The Apples don’t fall far from the tree

I’ve been spending a lot of time with my family recently. No, I’m not talking about my folks or friends in the area. No, I’m not referring to any extended family that isn’t nearby. My family — and I call it that because of the amount of time and money I’m spending on it — is my growing collection of Apple computers.

My newest computer is a Mac Pro generously handed down to me by a friend. He’s the youngest of the group and obviously has some proving to do, but, like a child, watching him grow into a supercomputing machine is one of the reasons to raise a computer.

I’ve purchased several upgrades for the Pro — a new hard drive, a new video card — and these are like investing in a child’s future. Installing these components is like giving him the tools he needs for a successful future and for dealing with all the challenges — and pixel-crunching video games — that I’ll throw at him. It’s not the best video card, but it’ll do a serviceable job — more like sending him to a Purdue or Lake Forest College rather than Harvard. Do I look like I’m made of money, after all?

The smallest of my flock is a nine- inch netbook I’ve modified to run the Mac Operating System. Since this process isn’t exactly kosher, the netbook is the wild child of the three. He’s straddling the line between Windows and Mac, a strange hybrid of the two worlds. He’s doing things he’s not supposed to — each upgrade could be the one that breaks him, just like the next run-in with the law could be the one that spells jail time for the little chap. Unfortunately, he took that step — the one that’s gone too far — the other day when I updated to OS 10.6.8. BAM I got an infinite loop when I tried to restart the netbook.
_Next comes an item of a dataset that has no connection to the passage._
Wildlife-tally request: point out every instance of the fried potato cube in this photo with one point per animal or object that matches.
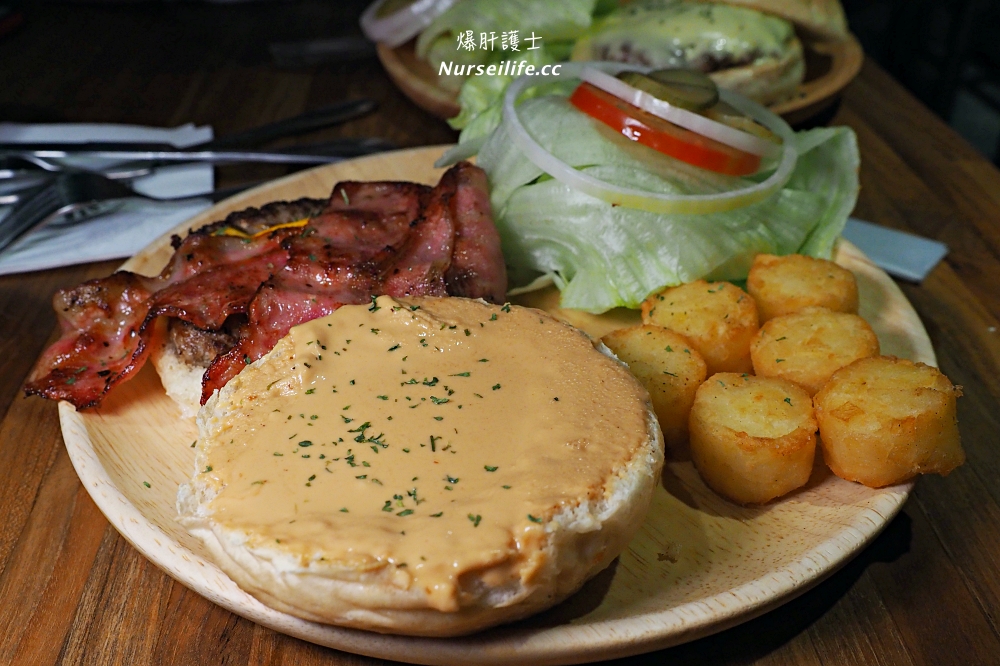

As such, I’ll have to spend several hours downgrading the operating system, telling him he has to live within his means and not push the boundaries too much. He’s lived that life before, and look where it got him. A spinning beach ball cursor of death, that’s where.

And then my MacBook Pro is that awkward middle child, the one who hasn’t really found his place in the world. The Mac Pro is a tower computer, meant to stay in the home and be the workhorse computer. On the other extreme is the netbook — ultra-portable but not the fastest processor on the motherboard (if you know what I mean). I have no doubt the MacBook is jealous of the Pro since I’m going to be giving the new kid many of the responsibilities he used to handle. Nothing personal, MacBook, but the Pro can load iTunes a lot faster than you. I’m not quite sure what I’m going to do with him. I’ll probably end up doing what I would if I had an actual middle child — trade him for an iPad.

Yes, this is all in jest, and I know computers are much different from actual children. Most importantly, computers will turn out exactly how I want them to. They won’t get piercings without my permission or start smoking “because all the cool kids are doing it.” Well, that is until the day they’ve evolved artificial intelligence so sophisticated that we actually start treating them like humans. Oh wait, has that happened already?